I think that in a year we'll see some outstanding successes when the feature is straightforward and uses a common pattern (i.e. add some CRUD route handlers to a REST API for a popular server framework).
But for more complicated things, and for codebases which go off the beaten path a bit, we'll still see broken PRs and code which superficially looks right but has an unusual number of subtle bugs.
In a year, I don't know if this market will resolve based on asking it to do something easy or hard, where the difficulty for a human might not correlate to difficulty for an AI-bot in a easily predictable way.
My general bias is that, with experience, a programmer will learn to avoid pitfalls of any tool, making the tool more useful over time, even without the tool changing at all.
I have a clear idea of what I'm looking for. It needs to be able to make good changes to the codebase for a variety of small-ish requests, which often involve some refactoring along the way. (Leaving code better after the change than before would be a good sign!)
I think this qualifies as a harder objective in your characterization.

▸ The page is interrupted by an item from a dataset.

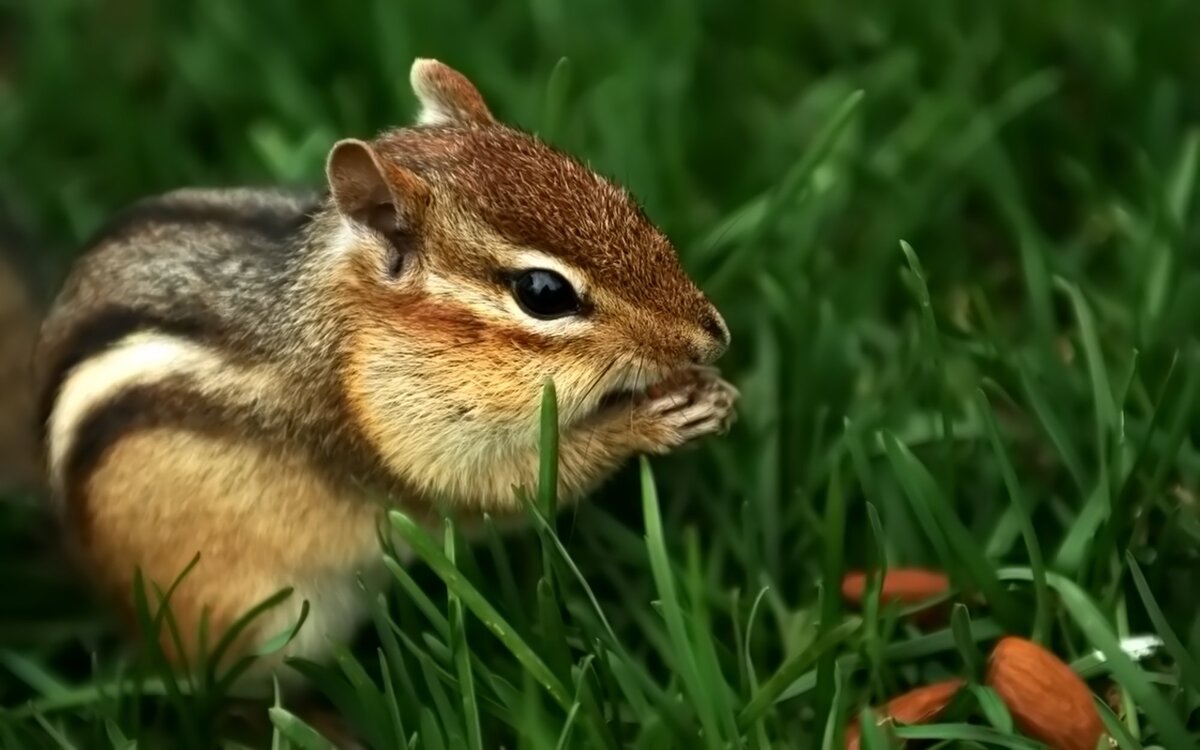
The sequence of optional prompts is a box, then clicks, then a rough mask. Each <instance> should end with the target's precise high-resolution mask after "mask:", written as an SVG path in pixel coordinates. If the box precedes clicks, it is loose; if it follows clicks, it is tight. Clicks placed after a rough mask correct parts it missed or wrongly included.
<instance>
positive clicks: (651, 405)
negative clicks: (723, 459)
mask: <svg viewBox="0 0 1200 750" xmlns="http://www.w3.org/2000/svg"><path fill="white" fill-rule="evenodd" d="M738 397H739V394H738V390H737V388H734V386H733V385H732V384H731V383H728V382H727V380H725V379H724V378H721V377H720V372H719V371H718V370H715V368H713V367H692V368H689V370H688V371H685V372H683V373H680V374H678V376H673V377H672V378H670V379H668V380H666V382H664V383H661V384H659V386H656V388H655V389H652V396H650V397H649V398H648V400H647V401H646V402H643V403H642V404H641V408H640V410H641V412H642V416H643V419H644V420H646V432H647V437H648V438H649V440H648V443H649V445H647V451H648V452H656V454H665V452H670V451H671V450H673V449H676V448H679V446H682V445H684V444H686V443H691V442H694V440H697V439H700V438H704V437H708V436H712V434H724V433H726V432H728V430H730V427H731V426H732V425H733V422H734V421H736V419H737V410H736V409H734V406H736V404H737V401H738Z"/></svg>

I'm totally on board with the idea that even now AI coding agents could become more useful operating within a more limited framework.
You've explored this a bit already -- do you know if any AI coding agents integrate with CI/CD to build & test the code they write? It seems like that could go a long way towards fixing the "code only superficially looks correct" issue.
If a first agent could write a comprehensive set of unit tests and end-to-end tests (including performance goals for desired level of scale), then it seems like you could let a second agent take as many implementation attempts as it needs to reach those goals.
That doesn't help with the broader "is AI generated code clean enough to directly incorporate into my codebase?" issue though. I suspect that we'll go through a period of "AI writes custom libraries to do a specific task. Humans don't mess with them, they just use them." That's not very different from how we treat compilers. If we want to alter the library, we'll tweak our requirements and let the AI generate it again, possibly using the old library for reference.
It's a good idea! Especially with languages that have types as another layer of checking.
MentatBot seemed to make lots of errors that could be tested, but they do say that testing approaches is a key part of how it works: https://mentat.ai/blog/mentatbot-sota-coding-agent
@JamesGrugett Is this just a ploy to get us to buy more mana so we can bet this up to 99%?